A mediados de octubre emprendieron un viaje de visita a Hogsmeade, las chicas invitaron a Harry y Ron, pero estos no podían ir porque estaban en otra misión importante, lo que significaba estar unas dos o inclusive tres semanas sin noticias de ellos. Hermione siempre llevaba con ella el colgante, y cada vez que se sentía mal por el pelirrojo, lo apretaba fuerte contra su pecho. Últimamente estaba teniendo una sensación extraña. En ocasiones un escalofrío le recorría por toda su espina dorsal y esto la asustaba bastante.

Las semanas pasaban, ya era noviembre y por fin recibieron noticias de ellos. Prácticamente todas las cartas eran parecidas: estaban en misiones que les llevaban semanas, luego seguían con más entrenamiento y estaban muy agotados, pero lo más importante para ellas era que estaban a salvo.
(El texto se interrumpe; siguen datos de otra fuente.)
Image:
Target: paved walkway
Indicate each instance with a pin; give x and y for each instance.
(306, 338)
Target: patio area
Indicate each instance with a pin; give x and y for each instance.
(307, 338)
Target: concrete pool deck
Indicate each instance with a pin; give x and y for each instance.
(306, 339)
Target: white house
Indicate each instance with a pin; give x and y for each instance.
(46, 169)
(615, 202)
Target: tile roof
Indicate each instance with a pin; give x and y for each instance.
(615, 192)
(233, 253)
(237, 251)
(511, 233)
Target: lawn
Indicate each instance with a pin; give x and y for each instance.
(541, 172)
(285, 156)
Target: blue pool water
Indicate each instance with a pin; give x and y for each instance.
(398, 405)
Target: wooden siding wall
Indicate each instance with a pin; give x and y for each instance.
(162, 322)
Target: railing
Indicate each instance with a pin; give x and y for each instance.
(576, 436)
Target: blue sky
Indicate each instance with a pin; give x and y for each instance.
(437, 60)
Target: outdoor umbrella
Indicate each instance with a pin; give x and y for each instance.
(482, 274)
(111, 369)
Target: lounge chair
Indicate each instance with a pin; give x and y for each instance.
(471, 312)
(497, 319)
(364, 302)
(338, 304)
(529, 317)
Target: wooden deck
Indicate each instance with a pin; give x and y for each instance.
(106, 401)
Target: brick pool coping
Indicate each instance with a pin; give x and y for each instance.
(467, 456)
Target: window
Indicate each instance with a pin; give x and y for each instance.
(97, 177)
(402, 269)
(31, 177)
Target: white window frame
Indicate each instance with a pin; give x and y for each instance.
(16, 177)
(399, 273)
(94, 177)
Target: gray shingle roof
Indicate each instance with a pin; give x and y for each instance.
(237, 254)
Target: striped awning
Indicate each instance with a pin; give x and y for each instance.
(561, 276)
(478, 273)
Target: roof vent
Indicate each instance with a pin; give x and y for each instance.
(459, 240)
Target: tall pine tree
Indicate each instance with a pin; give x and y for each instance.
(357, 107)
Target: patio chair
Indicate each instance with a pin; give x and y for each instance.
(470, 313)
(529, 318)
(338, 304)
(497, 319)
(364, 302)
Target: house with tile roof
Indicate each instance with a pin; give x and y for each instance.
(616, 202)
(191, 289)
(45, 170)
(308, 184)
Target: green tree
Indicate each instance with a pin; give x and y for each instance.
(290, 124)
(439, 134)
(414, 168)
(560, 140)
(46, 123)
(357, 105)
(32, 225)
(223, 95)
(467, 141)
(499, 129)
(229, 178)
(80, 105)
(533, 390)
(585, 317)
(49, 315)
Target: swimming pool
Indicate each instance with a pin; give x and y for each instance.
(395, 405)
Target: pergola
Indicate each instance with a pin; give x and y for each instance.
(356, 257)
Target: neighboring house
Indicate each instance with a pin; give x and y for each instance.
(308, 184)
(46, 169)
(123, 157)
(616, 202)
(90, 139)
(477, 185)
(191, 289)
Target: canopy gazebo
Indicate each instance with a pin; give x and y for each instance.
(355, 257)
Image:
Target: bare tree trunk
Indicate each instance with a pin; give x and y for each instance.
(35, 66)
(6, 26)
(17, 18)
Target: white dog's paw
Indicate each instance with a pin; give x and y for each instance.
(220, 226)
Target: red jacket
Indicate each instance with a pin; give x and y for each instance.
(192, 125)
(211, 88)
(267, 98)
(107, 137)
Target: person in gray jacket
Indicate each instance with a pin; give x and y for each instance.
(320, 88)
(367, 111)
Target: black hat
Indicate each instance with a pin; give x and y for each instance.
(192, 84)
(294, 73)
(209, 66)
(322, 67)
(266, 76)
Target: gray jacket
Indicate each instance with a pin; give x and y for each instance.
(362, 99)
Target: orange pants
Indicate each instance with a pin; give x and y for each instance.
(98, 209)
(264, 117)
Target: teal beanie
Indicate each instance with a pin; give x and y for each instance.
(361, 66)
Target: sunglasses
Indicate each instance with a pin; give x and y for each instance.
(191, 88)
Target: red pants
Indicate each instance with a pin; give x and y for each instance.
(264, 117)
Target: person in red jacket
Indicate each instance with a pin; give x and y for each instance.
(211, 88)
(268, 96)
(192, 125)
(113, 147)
         Se acercó el primer partido de Quidditch a finales de noviembre: Gryffindor contra Slytherin. Ginny era la nueva capitana del equipo y ganaron 190 a 50, cuando Ginny atrapó la snitch dorada. El festejo duró toda la noche en la Sala Común de Gryffindor, todos estaban muy contentos con la victoria contra las serpientes. Al día siguiente, les llegó una carta de los chicos, las echaban mucho de menos y ya ansiaban con verlas de nuevo, siempre decían que todo estaba bien, y que ya no estaban cansados como antes, el constante entrenamiento y las misiones se hicieron rutina, lo cual ya no les dificultaba como antes.

El primer trimestre estaba finalizando, diciembre ya había llegado, algo eterno para Hermione y Ginny, por fin ya era hora de volver a casa. Ya hacían dos semanas desde que no recibían noticias de ellos, pero suponían que estaban en otra misión importante. Hermione en ese tiempo estuvo muy preocupada, siempre tenía malos presentimientos, el escalofrío era constante. No sabían cómo estaban hasta que finalmente recibieron noticias. Éstas decían que las esperaban en La Madriguera, ellos ya se encontraban allí. Al fin había llegado la hora de verlos otra vez después de tanto tiempo de separación.